US scientists have identified key risk factors that predict which children with hypertrophic cardiomyopathy, the most common cause of sudden death in young people, are at greatest risk of death or need for heart transplant – information that could help physicians figure out who will benefit most from transplant surgery.
“If we knew who was in the gravest danger from this condition, we could evaluate them for early listing for heart transplant and follow them more closely”, explains study leader Professor Steven E Lipshultz, Director of the Batchelor Children’s Research Institute from the University of Miami Miller School of Medicine in Florida, in The Lancet.
“Now we have identified patient risk factors that can be measured at the time of diagnosis to guide treatment decisions and help newly diagnosed patients and their families have some idea of what to expect from their disease.”*
Hypertrophic cardiomyopathy is a serious, potentially fatal, condition that causes the heart muscle to thicken, thus impairing cardiac function and predisposing people to heart failure and sudden death.
Investigators used the Pediatric Cardiomyopathy Registry (PCMR), a database of paediatric cardiomyopathy patients from 98 centres across the USA and Canada diagnosed over a 19-year period.

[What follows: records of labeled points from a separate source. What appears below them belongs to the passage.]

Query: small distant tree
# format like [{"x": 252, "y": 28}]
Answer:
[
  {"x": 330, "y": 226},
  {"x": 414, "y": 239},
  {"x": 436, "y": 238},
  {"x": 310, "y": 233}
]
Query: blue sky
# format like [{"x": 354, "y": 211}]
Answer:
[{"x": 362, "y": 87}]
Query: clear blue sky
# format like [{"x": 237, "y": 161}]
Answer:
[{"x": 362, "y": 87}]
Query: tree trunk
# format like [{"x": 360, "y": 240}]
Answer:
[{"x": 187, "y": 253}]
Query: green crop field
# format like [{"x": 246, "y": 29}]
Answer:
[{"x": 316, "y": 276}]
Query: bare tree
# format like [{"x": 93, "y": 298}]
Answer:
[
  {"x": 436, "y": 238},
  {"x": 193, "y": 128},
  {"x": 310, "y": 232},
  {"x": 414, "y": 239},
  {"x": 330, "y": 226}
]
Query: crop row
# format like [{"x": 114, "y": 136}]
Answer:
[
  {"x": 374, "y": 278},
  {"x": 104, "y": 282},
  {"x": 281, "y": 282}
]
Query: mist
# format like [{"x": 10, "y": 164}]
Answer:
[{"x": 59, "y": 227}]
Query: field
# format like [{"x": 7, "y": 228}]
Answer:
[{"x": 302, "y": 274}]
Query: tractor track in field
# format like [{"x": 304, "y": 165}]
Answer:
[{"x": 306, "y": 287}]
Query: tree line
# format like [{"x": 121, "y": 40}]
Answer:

They analysed the clinical and demographic characteristics at the time of diagnosis of 1085 children (18 years of age or younger) and their contribution to the outcomes of death and heart transplantation.

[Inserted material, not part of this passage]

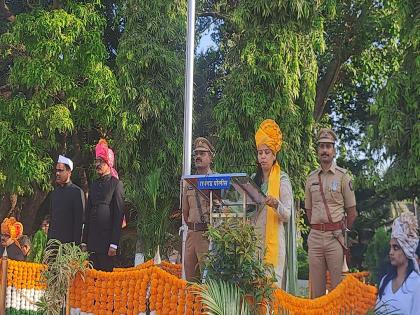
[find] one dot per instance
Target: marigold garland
(132, 290)
(350, 295)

The study, funded by the National Heart, Lung, and Blood Institute and the Children’s Cardiomyopathy Foundation, found that children with inherited metabolic diseases or with hypertrophic cardiomyopathy in combination with other cardiomyopathy phenotypes had a worse prognosis. Younger age, lower weight, presence of congestive heart failure, and echocardiographic evidence of abnormal left ventricle structure or function were also important risk factors for death or transplantation.
Importantly, for all forms of hypertrophic cardiomyopathy, the risk of death or heart transplant was significantly increased when two or more of these risk factors were present at diagnosis.
According to Lipshultz, “Not only is the absolute risk of death or heart transplantation significantly higher when multiple risk factors are present, but the risk increases significantly as the number of risk factors increases.”
Writing in a linked Comment, Robert G Weintraub from the Royal Children’s Hospital, Melbourne, Australia, and Christopher Semsarian from the Royal Prince Alfred Hospital, Sydney, Australia say, “These data should allow early risk stratification and close monitoring, enabling timely and appropriate listing for heart transplantation. Identification of long-term outcomes for young patients with hypertrophic cardiomyopathy, including rates of sudden death and the effect of frequently used interventions, should be a focus for future investigation.”